Валентин внешне тупо повиновался во всем, подобно остальным, но повиновение в основном выражалось в молчании. Молчали новоселы, молчали стражники, молчал и Повелитель, худой старик с лицом, похожим на отрешенное чучело. Повелитель тем не менее пристально вглядывался в своих арестованных пришельцев. Взгляд его не отрывался от их лиц, и внезапно Повелитель заплакал. Он плакал беззвучно, минут пять-шесть. Стражники не шелохнулись. Потом дал знак, кресло почтительно внесли в автомобиль, и тут же машина стремительно двинулась и скрылась. Пришельцы так и застыли на месте до тех пор, пока странный звук от автомобиля, похожий на крик птицы, не затих окончательно.
– Что это такое?! – вскрикнул наконец Валентин.
– Всегда так, – ответил Иван Алексеевич. – Он приезжает, смотрит на нас и плачет. Потом уезжает, ни одного слова, ничего больше.
– Никакого знака вообще, – пробормотал Сергей.
– Ну и Господь с ним, – прошептала, замешкавшись, Полина Васильевна. – Уехал, и слава Богу. Одному Творцу только известно, кто он такой. А мы люди простые. Не убили, и ладно.
…Чтобы скрасить существование, собрались все вместе в маленькой комнатушке, Бог знает на что рассчитанной.

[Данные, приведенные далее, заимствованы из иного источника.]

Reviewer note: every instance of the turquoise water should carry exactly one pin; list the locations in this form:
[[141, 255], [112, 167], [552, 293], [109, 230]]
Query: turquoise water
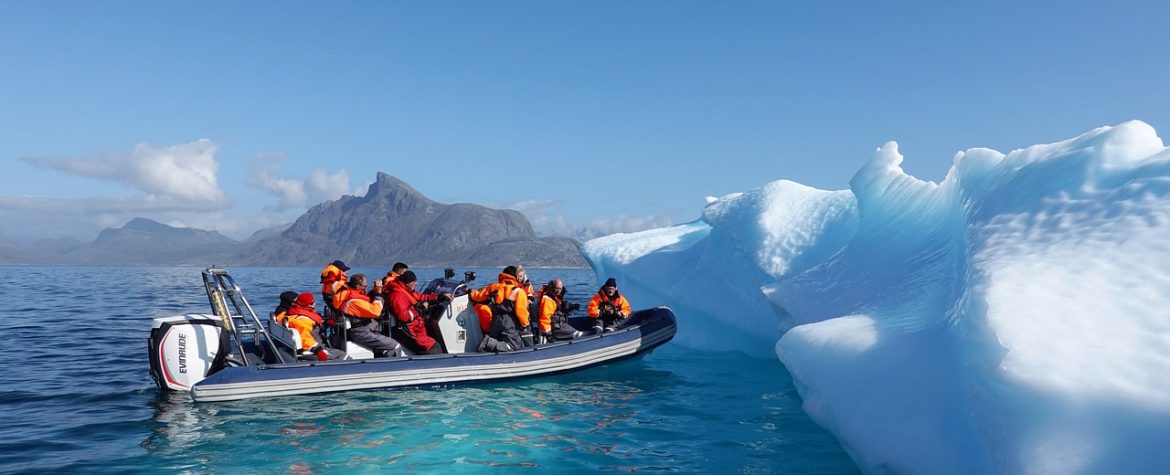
[[83, 400]]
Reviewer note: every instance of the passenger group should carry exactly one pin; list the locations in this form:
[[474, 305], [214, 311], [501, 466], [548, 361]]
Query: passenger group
[[504, 310]]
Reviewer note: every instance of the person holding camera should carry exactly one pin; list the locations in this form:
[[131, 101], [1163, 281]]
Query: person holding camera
[[411, 323], [364, 312], [607, 308], [553, 314], [506, 305]]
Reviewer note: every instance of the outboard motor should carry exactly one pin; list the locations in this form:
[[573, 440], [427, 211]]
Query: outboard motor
[[186, 349]]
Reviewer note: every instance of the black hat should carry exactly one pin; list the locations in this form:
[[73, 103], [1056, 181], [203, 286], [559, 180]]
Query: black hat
[[407, 276], [287, 297]]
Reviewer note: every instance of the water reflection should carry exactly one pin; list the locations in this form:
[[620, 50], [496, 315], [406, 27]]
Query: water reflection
[[535, 424]]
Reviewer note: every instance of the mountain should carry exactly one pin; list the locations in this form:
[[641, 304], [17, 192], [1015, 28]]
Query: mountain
[[396, 222], [266, 233], [146, 242]]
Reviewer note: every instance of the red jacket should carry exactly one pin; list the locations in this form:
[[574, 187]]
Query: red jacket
[[401, 305]]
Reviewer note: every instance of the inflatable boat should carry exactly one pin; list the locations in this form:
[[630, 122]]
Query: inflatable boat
[[233, 353]]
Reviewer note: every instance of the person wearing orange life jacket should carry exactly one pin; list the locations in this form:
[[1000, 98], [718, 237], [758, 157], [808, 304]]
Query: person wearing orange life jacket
[[282, 309], [303, 319], [412, 325], [508, 309], [552, 315], [532, 298], [332, 279], [363, 314], [607, 308]]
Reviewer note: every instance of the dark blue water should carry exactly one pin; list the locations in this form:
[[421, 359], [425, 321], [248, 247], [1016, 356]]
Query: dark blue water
[[76, 397]]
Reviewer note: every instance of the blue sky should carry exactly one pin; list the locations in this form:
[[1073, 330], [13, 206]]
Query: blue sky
[[599, 116]]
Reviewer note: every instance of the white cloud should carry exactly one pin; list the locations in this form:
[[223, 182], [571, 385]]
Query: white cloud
[[546, 220], [180, 176], [295, 193]]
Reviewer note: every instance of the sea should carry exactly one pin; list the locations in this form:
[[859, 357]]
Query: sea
[[76, 397]]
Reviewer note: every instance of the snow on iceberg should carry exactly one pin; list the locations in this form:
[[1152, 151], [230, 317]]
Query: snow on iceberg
[[1012, 318]]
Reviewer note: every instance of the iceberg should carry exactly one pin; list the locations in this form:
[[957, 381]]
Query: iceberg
[[1012, 318]]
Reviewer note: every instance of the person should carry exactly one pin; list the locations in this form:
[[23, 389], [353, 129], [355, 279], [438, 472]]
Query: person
[[553, 311], [524, 283], [363, 314], [393, 274], [607, 308], [304, 321], [332, 279], [411, 328], [532, 300], [287, 298], [507, 308]]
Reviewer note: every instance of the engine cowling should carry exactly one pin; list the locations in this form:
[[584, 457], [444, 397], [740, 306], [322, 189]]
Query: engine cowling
[[184, 350]]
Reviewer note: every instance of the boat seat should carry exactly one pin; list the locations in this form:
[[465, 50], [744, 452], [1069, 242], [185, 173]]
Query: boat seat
[[353, 350], [287, 336]]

Дашенька села у окошечка, как бывало в России, и окончательно задумалась. Она смирилась, слушаясь родителей, но ее еще детское сердце не признавало ада. Смотрела она вдаль, но и там не было ни России, ни царя-батюшки.
– Расскажите, не боясь правды-матки, Валентин, что случилось с Россией? Сергей говорит, что была революция и царя свергли. Неужто? – спросил тихо Потапов.

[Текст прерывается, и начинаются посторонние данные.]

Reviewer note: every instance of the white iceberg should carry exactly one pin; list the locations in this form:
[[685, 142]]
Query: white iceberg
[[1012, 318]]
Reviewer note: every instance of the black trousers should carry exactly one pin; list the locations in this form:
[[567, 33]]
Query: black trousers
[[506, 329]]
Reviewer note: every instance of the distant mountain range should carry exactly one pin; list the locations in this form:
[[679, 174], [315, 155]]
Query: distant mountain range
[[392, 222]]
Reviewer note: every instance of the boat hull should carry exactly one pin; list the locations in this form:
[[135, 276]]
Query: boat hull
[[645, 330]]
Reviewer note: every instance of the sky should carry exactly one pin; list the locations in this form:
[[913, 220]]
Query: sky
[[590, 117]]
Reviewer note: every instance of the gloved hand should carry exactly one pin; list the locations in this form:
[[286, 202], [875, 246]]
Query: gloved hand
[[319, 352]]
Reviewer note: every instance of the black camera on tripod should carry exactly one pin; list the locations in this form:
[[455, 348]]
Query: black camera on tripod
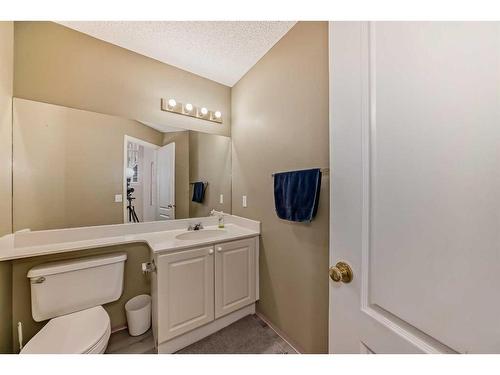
[[132, 216]]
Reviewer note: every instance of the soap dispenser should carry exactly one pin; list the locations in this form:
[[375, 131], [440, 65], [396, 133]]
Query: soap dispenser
[[221, 220]]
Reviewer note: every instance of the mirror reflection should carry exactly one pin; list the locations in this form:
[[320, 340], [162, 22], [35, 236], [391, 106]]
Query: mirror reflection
[[76, 168]]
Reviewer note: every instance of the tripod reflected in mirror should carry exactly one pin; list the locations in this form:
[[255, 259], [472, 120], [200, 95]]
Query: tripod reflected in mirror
[[132, 216]]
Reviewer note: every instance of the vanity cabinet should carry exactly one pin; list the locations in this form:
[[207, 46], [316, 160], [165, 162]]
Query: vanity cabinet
[[185, 291], [234, 276], [201, 290]]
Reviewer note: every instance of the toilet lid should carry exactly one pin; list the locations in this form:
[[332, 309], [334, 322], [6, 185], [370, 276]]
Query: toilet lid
[[73, 333]]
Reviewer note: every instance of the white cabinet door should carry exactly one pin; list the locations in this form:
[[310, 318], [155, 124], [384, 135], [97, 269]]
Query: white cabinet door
[[234, 276], [185, 291]]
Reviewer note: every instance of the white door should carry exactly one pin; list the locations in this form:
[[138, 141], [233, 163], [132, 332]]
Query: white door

– Уж извини, Сережа, – вмешалась Полина Васильевна, – но никогда этому не поверю. Не могу поверить, и все. Чтоб свергнуть, свершить насилие над помазанником Божьим, который перед Богом и всем христианским миром отвечает за страну и правит ею? Не поверю. Какими же надо быть злодеями, чтоб нарушить то, что сам Бог установил.
Сергей осторожно шепнул Уварову:
– Только про расстрел не говори, ради Бога… Не добивай предков наших дорогих, жизнь нам давших.
– Что вы там шепчете, Сергей, пользуясь тем, что мы глуховаты малость? – пробурчал Иван Алексеевич.
Валентин был поставлен в тупик. Он мямлил, дергался и все ссылался на то, что XX век нашим драгоценным прабабушкам распознать трудно.
– Говорите прямо. Как будто вы перед самим Суворовым стоите, – рассердился наконец Иван Алексеевич.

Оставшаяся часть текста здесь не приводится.